1-800-FLORALS

28 December 2024

28 December, The Dullest Day for a Decade


Not much happened on this day since 2012, according to the daily gratitude lists I've kept for almost a decade (skipped a few years, sometime around my husband's death and my recovery from surgery, 2015-2018). Even my Facebook memories are dull for this day. Probably due to that "nothing is happening" syndrome that occurs during the lull between many a Christmas and New Year.

In 2012, I moved my daughter from her college town of Memphis to my house in Kentucky. In 2013, I was in Virginia, as witnessed by the fuzzy photo of that huge poinsettia my mother received as a gift. By 2014, I was with dad in Virginia, where I commented that I thought he was doing well. Also noted that my cousin was moving from Pennsylvania to about five miles from dad to take care of his mother (my father's sister). He's been there since.

In 2015, I was without a husband, as he died a year and one month after my mother, in July. I had quit smoking a month after his death, and I commented that I didn't have to take as many showers at dad's place, because I didn't smell like smoke.
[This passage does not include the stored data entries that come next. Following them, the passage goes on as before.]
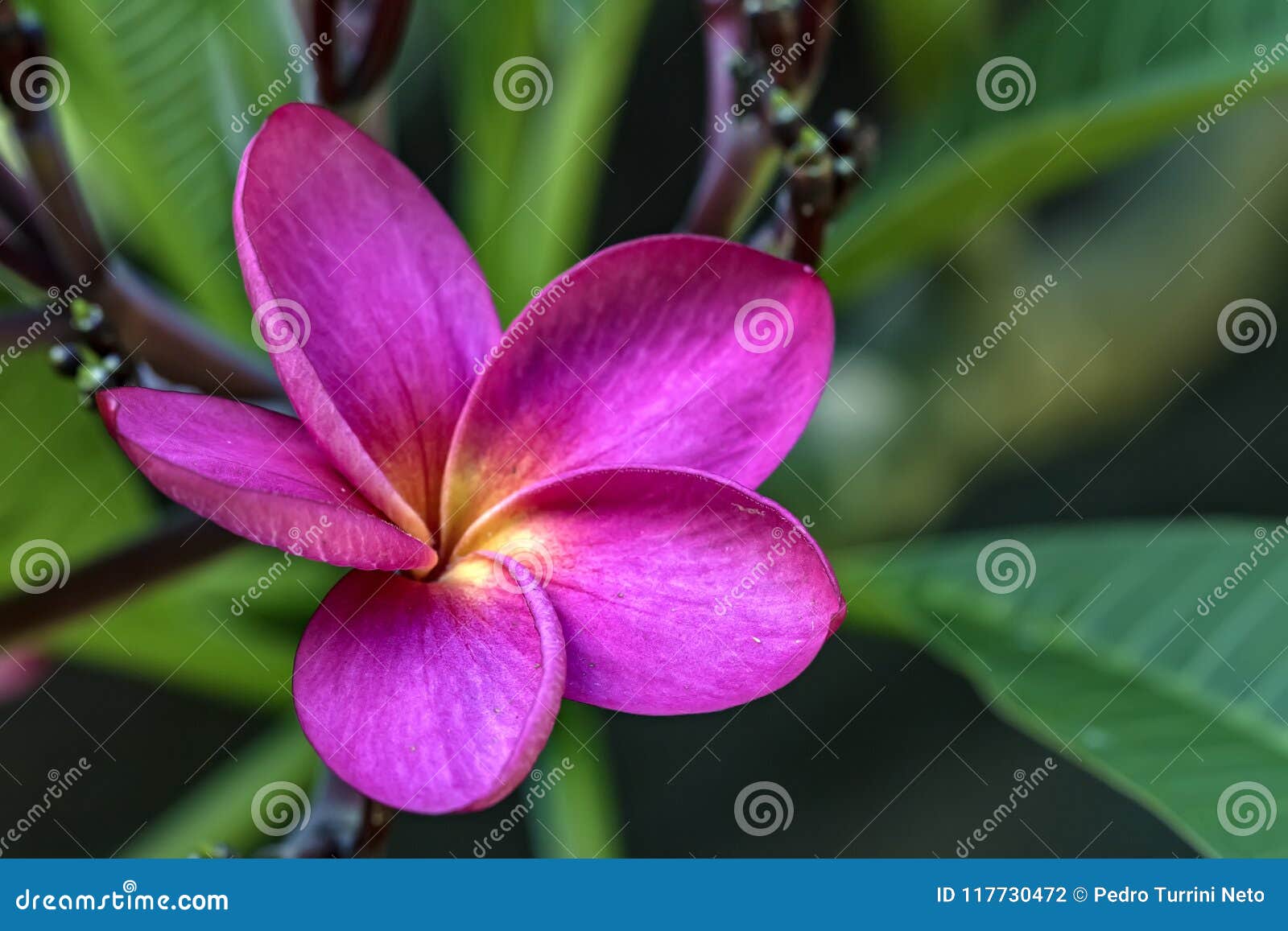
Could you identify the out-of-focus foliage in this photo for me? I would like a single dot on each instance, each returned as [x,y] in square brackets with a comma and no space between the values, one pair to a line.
[1113,80]
[1103,654]
[159,92]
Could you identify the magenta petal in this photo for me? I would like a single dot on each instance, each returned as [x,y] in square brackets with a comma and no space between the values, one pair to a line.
[258,474]
[678,591]
[369,300]
[431,697]
[671,351]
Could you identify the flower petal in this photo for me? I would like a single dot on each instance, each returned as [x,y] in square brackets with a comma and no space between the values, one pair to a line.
[369,300]
[258,474]
[678,591]
[431,695]
[670,351]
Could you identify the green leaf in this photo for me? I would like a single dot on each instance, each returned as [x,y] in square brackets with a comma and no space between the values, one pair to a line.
[62,478]
[221,808]
[227,628]
[158,103]
[1117,80]
[1113,647]
[579,814]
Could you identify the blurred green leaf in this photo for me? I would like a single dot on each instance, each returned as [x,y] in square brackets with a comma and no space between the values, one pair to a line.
[219,810]
[924,47]
[532,165]
[159,96]
[227,628]
[1158,249]
[579,815]
[1101,650]
[62,478]
[1111,81]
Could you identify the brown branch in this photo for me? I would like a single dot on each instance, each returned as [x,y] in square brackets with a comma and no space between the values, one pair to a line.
[173,547]
[175,344]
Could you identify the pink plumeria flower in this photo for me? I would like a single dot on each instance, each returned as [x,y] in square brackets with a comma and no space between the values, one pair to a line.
[564,512]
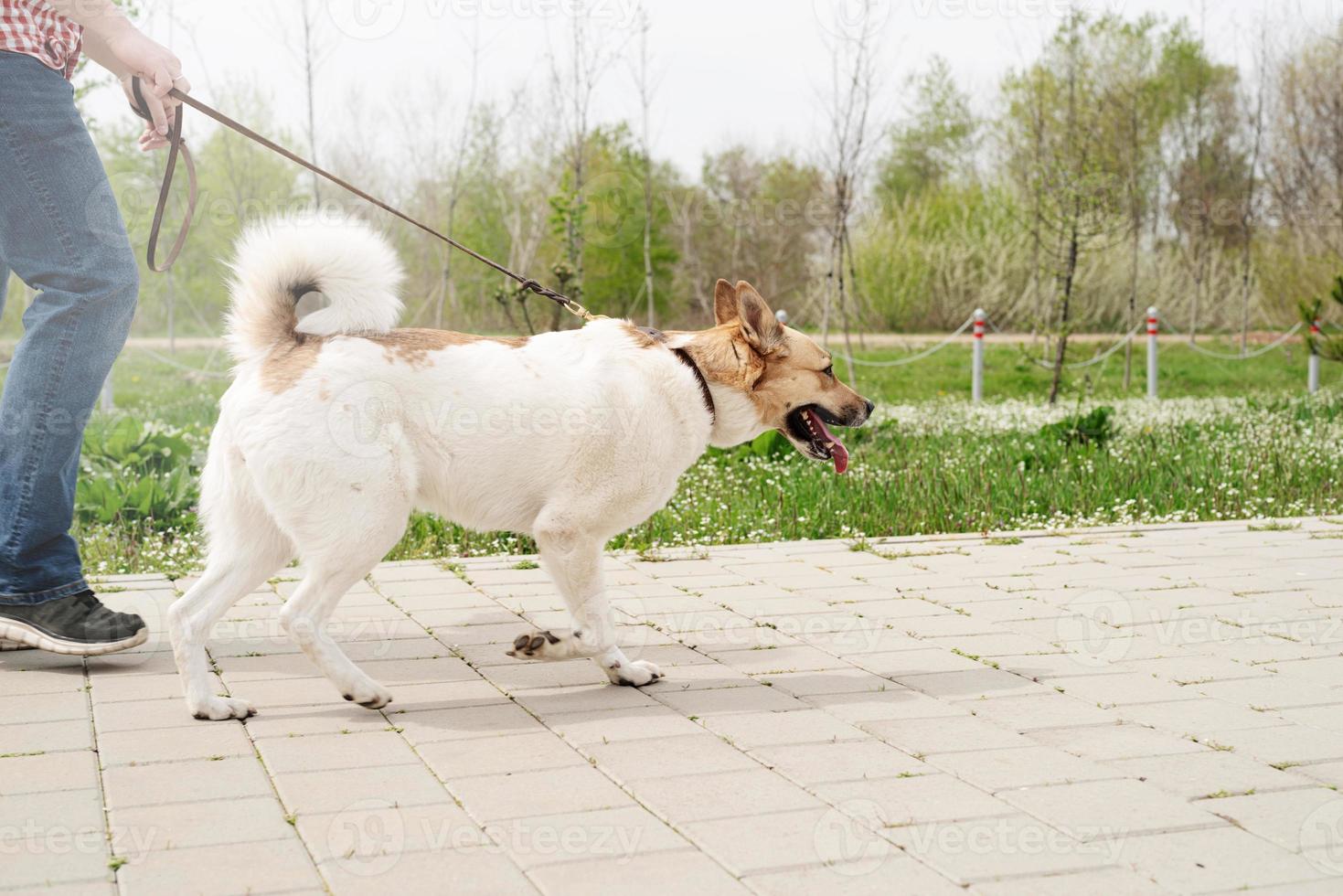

Dad and I settled into a tradition where I would join him every Christmas week. We would eat at King's Island Restaurant for one meal. Christmas breakfasts would consist of my mother's oyster stew. We also took walks around the mall (see photo above), and he was always ahead of me. This was not an activity that included talking, obviously. In the evenings, we'd have a glass of wine and watch Hallmark Movies.

I found his addiction to Hallmark movies hilarious, as he never finished watching a movie when mom wanted him to sit with her to watch one. He always said he knew how it would end, and he had better things to do. Always a disappointment to mom in that arena. I even told dad that mom would be turning over in her grave knowing that he was watching one to two movies every evening...all the way to the end. He especially loved the castle movies with the waltzes. I ended up buying a few waltz CDs so he could listen to the music.

I miss those few years I had with dad alone for a number of reasons, mainly because I was as lonely as he was. But, traditions always change. If they don't, then they end and all we have are memories. If we don't share memories, then those stories die with us.